Hear all about it: Kingfisher

The local band performed an acoustic set.

Kingfisher, an eight-piece Philadelphia based jazz fusion band, visited The Temple News’ newsroom Sunday to perform an acoustic set. After its performance, the group sat down for a Q&A session.

Though R.J. Mcghee (trombone) and Zach Winger (alto saxophone) could not make it, David Frebowitz (bass guitar), Marc Jaffee (guitar), Ethan Fisher (keyboard), Bogi Trifunovic (drums), Spencer Edgers (tenor saxophone), Andrew Carson (trumpet), played Sunday.

The Temple News: How did you guys get started?

BT: [Jaffee] and I actually went to School of Rock in Huntington Valley and we met each other there. We decided to start a group where we did rock but also threw in elements of funk and jazz and fusion, that kind of stuff. … We decided we probably needed a bassist to get more low-end in. A friend of ours who knew [Frebowitz] asked him if he wanted to play and he said yes.

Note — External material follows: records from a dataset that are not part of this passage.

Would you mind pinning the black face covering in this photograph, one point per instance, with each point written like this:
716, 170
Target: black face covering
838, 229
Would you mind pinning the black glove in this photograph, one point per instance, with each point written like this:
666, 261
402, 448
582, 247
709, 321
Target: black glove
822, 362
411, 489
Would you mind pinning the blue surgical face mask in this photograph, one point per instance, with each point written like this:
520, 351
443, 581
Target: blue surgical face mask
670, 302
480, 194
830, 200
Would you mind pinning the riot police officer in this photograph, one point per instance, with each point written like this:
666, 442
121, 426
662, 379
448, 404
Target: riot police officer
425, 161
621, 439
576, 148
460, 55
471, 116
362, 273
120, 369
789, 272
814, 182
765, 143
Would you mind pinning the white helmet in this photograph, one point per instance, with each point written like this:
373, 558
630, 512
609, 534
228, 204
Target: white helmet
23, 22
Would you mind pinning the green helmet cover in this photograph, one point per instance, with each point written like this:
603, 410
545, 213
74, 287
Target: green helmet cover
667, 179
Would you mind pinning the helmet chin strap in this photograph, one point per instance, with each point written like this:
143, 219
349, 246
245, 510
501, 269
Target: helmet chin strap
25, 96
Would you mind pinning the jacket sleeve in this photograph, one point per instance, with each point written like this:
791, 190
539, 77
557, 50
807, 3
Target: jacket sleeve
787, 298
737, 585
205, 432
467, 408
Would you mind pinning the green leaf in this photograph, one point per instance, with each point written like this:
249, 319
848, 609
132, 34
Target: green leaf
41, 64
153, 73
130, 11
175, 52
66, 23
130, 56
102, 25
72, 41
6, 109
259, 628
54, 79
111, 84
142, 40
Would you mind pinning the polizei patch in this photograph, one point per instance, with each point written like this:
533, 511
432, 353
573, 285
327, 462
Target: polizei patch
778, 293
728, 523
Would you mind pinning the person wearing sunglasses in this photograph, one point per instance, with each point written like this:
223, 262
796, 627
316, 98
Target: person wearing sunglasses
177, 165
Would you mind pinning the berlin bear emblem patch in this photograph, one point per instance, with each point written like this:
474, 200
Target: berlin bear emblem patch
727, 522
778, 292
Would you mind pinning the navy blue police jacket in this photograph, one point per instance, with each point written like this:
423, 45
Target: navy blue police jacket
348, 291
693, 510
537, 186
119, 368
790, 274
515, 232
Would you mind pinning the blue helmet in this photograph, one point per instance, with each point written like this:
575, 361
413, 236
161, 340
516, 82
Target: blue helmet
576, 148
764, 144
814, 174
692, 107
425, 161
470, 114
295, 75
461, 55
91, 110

AC: They actually got the horns into the band for a battle of the bands competition in World Cafe Live, to win a trip to play at South by Southwest, which we won.

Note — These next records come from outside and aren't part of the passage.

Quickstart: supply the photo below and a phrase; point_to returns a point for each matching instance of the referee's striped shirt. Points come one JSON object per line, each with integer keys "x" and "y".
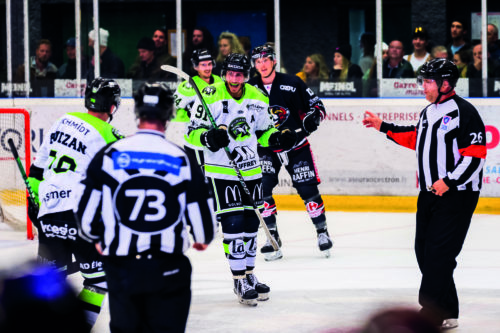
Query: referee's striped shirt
{"x": 450, "y": 143}
{"x": 140, "y": 194}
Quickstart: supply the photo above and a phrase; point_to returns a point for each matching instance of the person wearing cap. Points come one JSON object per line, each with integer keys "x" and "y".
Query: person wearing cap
{"x": 458, "y": 32}
{"x": 112, "y": 66}
{"x": 147, "y": 67}
{"x": 68, "y": 69}
{"x": 420, "y": 55}
{"x": 395, "y": 67}
{"x": 42, "y": 71}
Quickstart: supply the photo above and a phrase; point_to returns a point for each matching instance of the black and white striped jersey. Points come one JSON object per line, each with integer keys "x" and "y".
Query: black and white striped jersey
{"x": 450, "y": 143}
{"x": 140, "y": 194}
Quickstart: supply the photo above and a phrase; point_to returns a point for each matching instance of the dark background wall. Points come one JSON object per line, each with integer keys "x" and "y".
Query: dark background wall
{"x": 317, "y": 26}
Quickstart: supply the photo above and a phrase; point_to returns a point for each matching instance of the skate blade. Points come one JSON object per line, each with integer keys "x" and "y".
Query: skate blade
{"x": 326, "y": 253}
{"x": 249, "y": 302}
{"x": 271, "y": 256}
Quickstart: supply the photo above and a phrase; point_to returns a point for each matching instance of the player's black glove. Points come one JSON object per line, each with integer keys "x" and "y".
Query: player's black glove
{"x": 32, "y": 212}
{"x": 311, "y": 120}
{"x": 215, "y": 139}
{"x": 284, "y": 140}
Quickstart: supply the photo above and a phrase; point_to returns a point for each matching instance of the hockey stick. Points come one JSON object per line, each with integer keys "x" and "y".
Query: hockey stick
{"x": 188, "y": 78}
{"x": 71, "y": 268}
{"x": 31, "y": 195}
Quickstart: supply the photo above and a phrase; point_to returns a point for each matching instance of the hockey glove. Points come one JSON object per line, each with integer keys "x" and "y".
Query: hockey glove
{"x": 284, "y": 140}
{"x": 215, "y": 139}
{"x": 311, "y": 120}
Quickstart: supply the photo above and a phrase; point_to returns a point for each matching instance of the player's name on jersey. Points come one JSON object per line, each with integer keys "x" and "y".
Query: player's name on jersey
{"x": 68, "y": 141}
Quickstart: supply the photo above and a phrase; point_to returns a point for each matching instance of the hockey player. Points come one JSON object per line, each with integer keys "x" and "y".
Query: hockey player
{"x": 295, "y": 106}
{"x": 60, "y": 164}
{"x": 203, "y": 63}
{"x": 141, "y": 196}
{"x": 242, "y": 120}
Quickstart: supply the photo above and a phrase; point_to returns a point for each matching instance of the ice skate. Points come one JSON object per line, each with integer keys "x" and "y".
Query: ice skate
{"x": 246, "y": 294}
{"x": 268, "y": 251}
{"x": 324, "y": 243}
{"x": 261, "y": 288}
{"x": 449, "y": 324}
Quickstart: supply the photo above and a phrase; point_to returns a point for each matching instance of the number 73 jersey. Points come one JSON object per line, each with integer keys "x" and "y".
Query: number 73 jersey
{"x": 248, "y": 122}
{"x": 64, "y": 156}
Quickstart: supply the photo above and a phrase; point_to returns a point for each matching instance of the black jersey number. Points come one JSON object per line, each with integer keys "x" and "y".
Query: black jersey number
{"x": 147, "y": 203}
{"x": 64, "y": 163}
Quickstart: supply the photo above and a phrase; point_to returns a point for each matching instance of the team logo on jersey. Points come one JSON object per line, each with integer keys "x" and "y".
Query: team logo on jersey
{"x": 279, "y": 114}
{"x": 445, "y": 122}
{"x": 209, "y": 90}
{"x": 239, "y": 129}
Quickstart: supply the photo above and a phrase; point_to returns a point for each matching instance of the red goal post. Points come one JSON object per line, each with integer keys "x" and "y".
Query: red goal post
{"x": 15, "y": 125}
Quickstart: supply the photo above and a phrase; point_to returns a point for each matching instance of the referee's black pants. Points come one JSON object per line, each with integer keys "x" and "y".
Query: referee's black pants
{"x": 151, "y": 293}
{"x": 442, "y": 224}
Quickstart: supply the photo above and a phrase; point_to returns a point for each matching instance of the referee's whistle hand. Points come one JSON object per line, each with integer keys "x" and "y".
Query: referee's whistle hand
{"x": 200, "y": 246}
{"x": 439, "y": 187}
{"x": 372, "y": 120}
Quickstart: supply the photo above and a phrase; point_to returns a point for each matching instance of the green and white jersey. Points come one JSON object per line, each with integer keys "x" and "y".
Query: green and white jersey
{"x": 248, "y": 122}
{"x": 63, "y": 158}
{"x": 184, "y": 98}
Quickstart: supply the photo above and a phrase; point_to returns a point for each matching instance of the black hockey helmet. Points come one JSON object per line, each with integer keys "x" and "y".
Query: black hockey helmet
{"x": 439, "y": 69}
{"x": 263, "y": 51}
{"x": 237, "y": 63}
{"x": 201, "y": 55}
{"x": 102, "y": 94}
{"x": 154, "y": 101}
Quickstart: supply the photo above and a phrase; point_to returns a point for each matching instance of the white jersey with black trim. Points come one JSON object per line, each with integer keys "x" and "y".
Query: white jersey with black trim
{"x": 63, "y": 157}
{"x": 140, "y": 194}
{"x": 246, "y": 119}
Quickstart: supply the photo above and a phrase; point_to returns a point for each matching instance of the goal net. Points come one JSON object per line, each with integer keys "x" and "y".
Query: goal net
{"x": 15, "y": 125}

DF: We got to see a lot of pretty cool artists, that was a good time, just seeing Austin, Texas with the whole band.

The Temple News: You guys mentioned SXSW, what would be some other highlights of the band?

DF: Last summer we played a festival called Groove in the Grove. That was probably one of the coolest experiences I think we’ve had together as a group because we really meshed all our sounds really well during that performance. We played a two-hour set. Our motto that night was “space is the place,” and we brought the whole crowd to space.

BT: Experience Temple Day we opened up for orientation. That was cool, just a bunch of nervous freshmen relaxing to our smooth sounds.

MJ: We played a concert at Girard Hall, and that was a Bernie Sanders fundraiser show, called Berning Man. That was a really cool performance because it was cool to have so many like-minded individuals in one place.

The Temple News: Would you guys say that your variety of tastes adds to your music?

EF: I think that the band is the way it sounds because everyone’s really coming from a completely different world musically. But then when we come together it makes something new, like five different cereals forming together into one bowl.